Postgres Ate the Search Stack

Install two extensions in Postgres and you can replace Elasticsearch and Pinecone in most applications. That sounds too good to be true. I spent time exploring BM25 and pgvector to understand when this actually works and when it doesn't.

The promise: consolidate your infrastructure. The reality: it depends on your scale and requirements.

The Old Stack

The traditional architecture looked like this:

Postgres stores your data. Elasticsearch indexes it for search. Pinecone holds vector embeddings for semantic similarity.

Between them runs a complex ETL pipeline. Change data capture streams updates from Postgres. Background workers sync to Elasticsearch. Separate jobs push embeddings to Pinecone.

This creates problems. Sync delays mean eventual consistency everywhere. Your search results lag behind your database. Your vector similarity doesn't see the latest data. Operational complexity multiplies with each additional service.

You run three databases to serve one application.

BM25 in Postgres

Postgres has built-in full-text search with ts_rank. It works for basic cases but has fundamental limitations.

The ranking algorithm is primitive. It counts term frequencies without considering inverse document frequency. This enables keyword stuffing. A document that repeats "postgres" fifty times ranks higher than one that uses it naturally.

Length bias affects results. Short documents with high term density outrank longer comprehensive documents. Boolean matching dominates over ranked retrieval.

BM25 fixes this. It's a probabilistic ranking function that considers term frequency, inverse document frequency, and document length normalization.

Three extensions bring BM25 to Postgres:

pg_textsearch from Tiger Data
pg_search from ParadeDB
VectorChord-BM25

ParadeDB's pg_search claims 3x faster queries than Elasticsearch in their benchmarks. The architecture advantage is real-time updates with no ETL lag.

When you still need Elasticsearch:

Billions of documents requiring distributed search
Complex aggregations across massive datasets
Multi-region deployments with sophisticated replication

When Postgres BM25 works:

Most applications with millions to tens of millions of rows
Teams that want fewer moving parts
Cases where transactional consistency with relational data matters

pgvector - The Vector Database Story

pgvector adds vector similarity search to Postgres. You store embeddings in a column and query them with distance functions.

It supports multiple distance metrics: L2, cosine, inner product. Two indexing strategies optimize searches: HNSW for speed and IVFFlat for memory efficiency.

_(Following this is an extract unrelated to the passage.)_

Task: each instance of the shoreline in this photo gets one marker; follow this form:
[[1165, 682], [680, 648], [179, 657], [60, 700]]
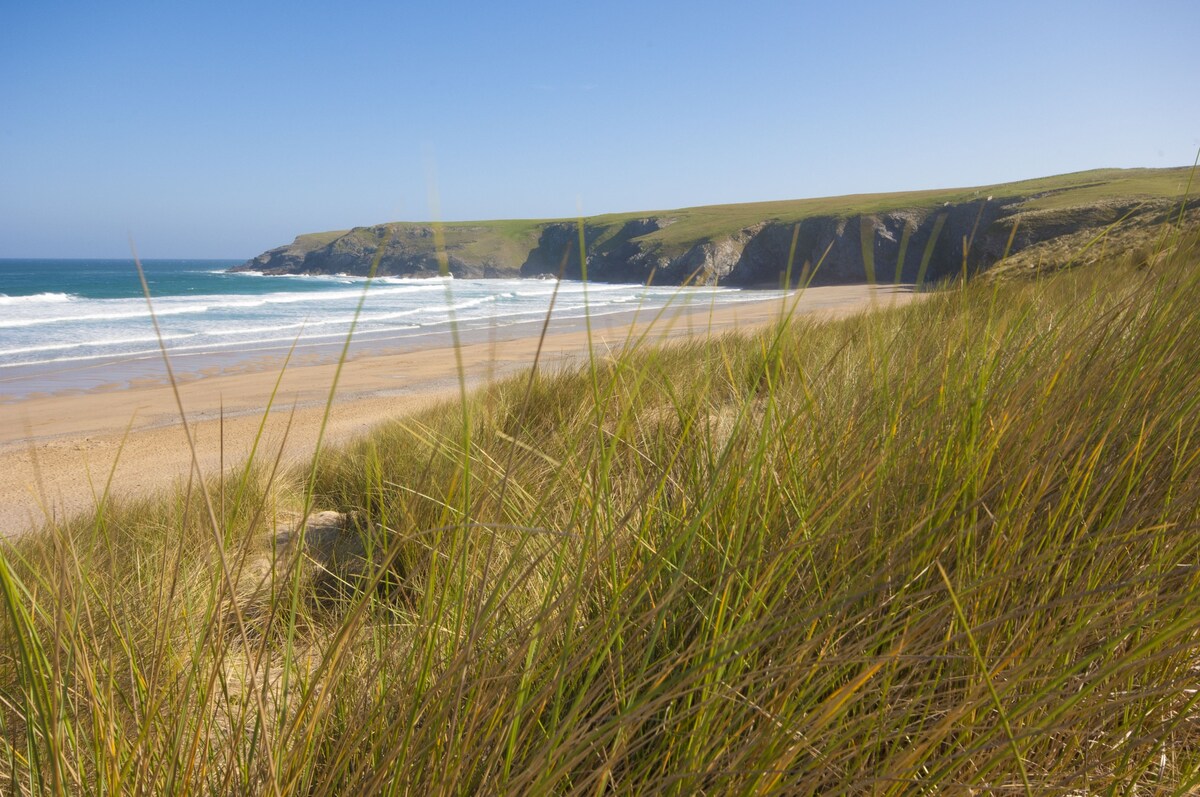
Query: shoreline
[[59, 450]]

The killer feature: ACID compliance with your relational data. Run a transaction that updates both your rows and their vector embeddings. No sync delays. No eventual consistency.

pgvector vs Pinecone:

Supabase published benchmarks comparing pgvector to Pinecone. With proper tuning, pgvector matched Pinecone's query performance. Cost differences were significant - pgvector came in 75-79% cheaper in their setup.

But Pinecone abstracts complexity. You don't tune index parameters or worry about memory. pgvector requires manual optimization.

Production optimization:

The HNSW index needs to stay in memory. For 1 million rows with 1536-dimensional embeddings, expect 8GB+ of index data.

Tune m and ef_construction during index builds. Higher values improve recall but slow down indexing and increase memory.

Set hnsw.ef_search at query time. This controls the recall vs speed tradeoff.

Monitor with pg_stat_statements to identify slow queries.

Hybrid Search

RAG applications in 2025 use hybrid search as the production standard. Not experimental. Standard.

Combine BM25 keyword matching with vector embeddings for semantic similarity. Use Reciprocal Rank Fusion to merge results.

BM25 catches exact terms. Vectors catch meaning. Together they work better than either alone.

In Postgres, this simplifies:

One database. One transaction. No sync delays between keyword and vector indexes.

Your search architecture becomes a few SQL queries instead of a distributed system.

When to Choose What

Use Postgres extensions when:

You want fewer moving parts in production
Your search corpus fits in tens of millions of rows
Transactional consistency between data and search matters
You're building RAG applications
Team size or ops capacity is limited

Use specialized tools when:

Elasticsearch still wins for billions of documents, multi-region distributed search, and complex aggregations at massive scale.

Pinecone makes sense when you want zero ops overhead and extreme scale without tuning expertise.

What I Learned

Infrastructure consolidation isn't just about cost. It's about operational complexity.

Every additional service adds sync logic, monitoring, incident response, version upgrades, and security patches. The cognitive load multiplies.

The ETL tax is real. Sync delays compound. Eventual consistency creates edge cases. Debugging data flow across three systems takes longer than debugging one.

"Just use Postgres" is increasingly viable for more workloads. Extensions keep expanding what it can handle.

But specialized tools still have their place. Elasticsearch and Pinecone solve specific problems at specific scales better than Postgres ever will.

The trend is clear: Postgres keeps eating adjacent infrastructure. BM25 and pgvector are just the latest examples.